Durante el pasado año se realizaron 2.083 catalogaciones de documentos, una cifra que supone un incremento interanual del 40 %. También aumentan las consultas, aunque se prefiere acudir a las mesas de trabajo y manipular directamente los documentos, lo que explica la caída de la demanda de consulta telemática frente al incremento de la presencial.
A pesar de ello, la apuesta por la digitalización de contenidos se mantiene firme. Continúa el trabajo para poder acceder de forma digital a colecciones de imágenes como la de José María Lozano, la nueva donación de Juan Antonio Cortés y la digitalización de los proyectos de obra de los edificios de la ciudad.
Durante 2025 se completó una nueva donación de imágenes, tanto estáticas como en movimiento, del fotógrafo Juan Antonio Cortés, cedidas por su nieta. Además, se ha incorporado una cámara Photosphere y una película del Burgos de 1913 que «se está catalogando en la Filmoteca Española». Podrían ser las imágenes en movimiento más antiguas de la ciudad. Se trata de una película de 35 mm y apenas un metro de longitud que enriquece aún más un fondo de unas 4.000 imágenes del Burgos de finales del siglo XIX y principios del XX.
«Es una de las colecciones más importantes del fondo gráfico del archivo, que está digitalizada y a disposición de todo aquel que quiera conocerla. Queremos destacar que se trata de una donación y, por tanto, agradecer a su familia que haya decidido que este fondo fotográfico, de enorme valor histórico para la ciudad, esté a disposición de quien quiera observarlo y estudiarlo», señaló Ballesteros.

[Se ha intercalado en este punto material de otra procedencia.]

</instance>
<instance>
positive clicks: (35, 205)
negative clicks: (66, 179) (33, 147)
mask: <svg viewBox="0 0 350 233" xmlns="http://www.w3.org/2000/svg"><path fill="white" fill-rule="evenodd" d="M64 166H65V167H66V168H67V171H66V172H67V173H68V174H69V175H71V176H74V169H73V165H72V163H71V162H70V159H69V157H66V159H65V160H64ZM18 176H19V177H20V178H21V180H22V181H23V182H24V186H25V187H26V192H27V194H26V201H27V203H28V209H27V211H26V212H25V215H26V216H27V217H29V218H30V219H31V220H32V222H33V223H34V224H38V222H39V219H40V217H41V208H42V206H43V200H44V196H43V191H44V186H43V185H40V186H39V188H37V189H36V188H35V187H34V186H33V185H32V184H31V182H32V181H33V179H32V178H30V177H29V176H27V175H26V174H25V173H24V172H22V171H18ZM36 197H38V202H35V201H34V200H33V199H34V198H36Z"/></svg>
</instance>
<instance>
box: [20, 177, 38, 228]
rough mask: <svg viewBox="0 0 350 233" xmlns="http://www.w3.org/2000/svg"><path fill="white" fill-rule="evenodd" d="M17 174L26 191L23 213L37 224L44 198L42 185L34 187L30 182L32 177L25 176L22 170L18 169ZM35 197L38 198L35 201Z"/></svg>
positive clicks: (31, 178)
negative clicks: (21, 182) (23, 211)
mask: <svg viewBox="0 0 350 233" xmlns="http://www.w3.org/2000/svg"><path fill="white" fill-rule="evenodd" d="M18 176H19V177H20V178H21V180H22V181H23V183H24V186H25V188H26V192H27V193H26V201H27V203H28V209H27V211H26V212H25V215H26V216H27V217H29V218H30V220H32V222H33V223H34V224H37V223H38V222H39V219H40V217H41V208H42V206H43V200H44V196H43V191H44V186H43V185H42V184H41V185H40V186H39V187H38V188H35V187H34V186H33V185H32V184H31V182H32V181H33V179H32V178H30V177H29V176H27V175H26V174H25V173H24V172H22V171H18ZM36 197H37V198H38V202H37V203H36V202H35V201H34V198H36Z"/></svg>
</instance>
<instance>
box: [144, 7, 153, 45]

Además, el equipo del Archivo, con un 25 % de sus 12 puestos sin cubrir, se ha encargado de catalogar la colección de imágenes de la Guerra Civil donadas por la familia Fernández-Villa, así como las de González Manero y la finalización de la catalogación del fondo de fotografías de fachadas de la década de 1980. También se han digitalizado colecciones como la de José María Lozano —un proceso complejo porque los negativos estaban enrollados—, la donación de Isabel Cortés y, en colaboración con el Área de Información Territorial, se avanza en la digitalización de los proyectos de obra de los edificios de la ciudad.
Esfuerzo de divulgación
Otro de los esfuerzos del archivo es dar a conocer las curiosidades y registros que conserva. En esta línea se enmarca la actividad didáctica, que tiene tres ámbitos principales: escolares, turistas y personas mayores.
En total se ha atendido a 3.841 personas repartidas en 160 grupos. De ellas, 1.579 participaron en programas educativos, entre los que este año se ha estrenado el dedicado al eclipse, con el objetivo de explicar cómo se vivió en el pasado un fenómeno como el que tendrá lugar el próximo mes de agosto.
Además, se organizan visitas para personas mayores en recorridos guiados coordinados con el Centro de Iniciativas Turísticas y las Aulas de Mayores María Zambrano. Un total de 2.275 personas han participado en estas visitas a través de 91 grupos.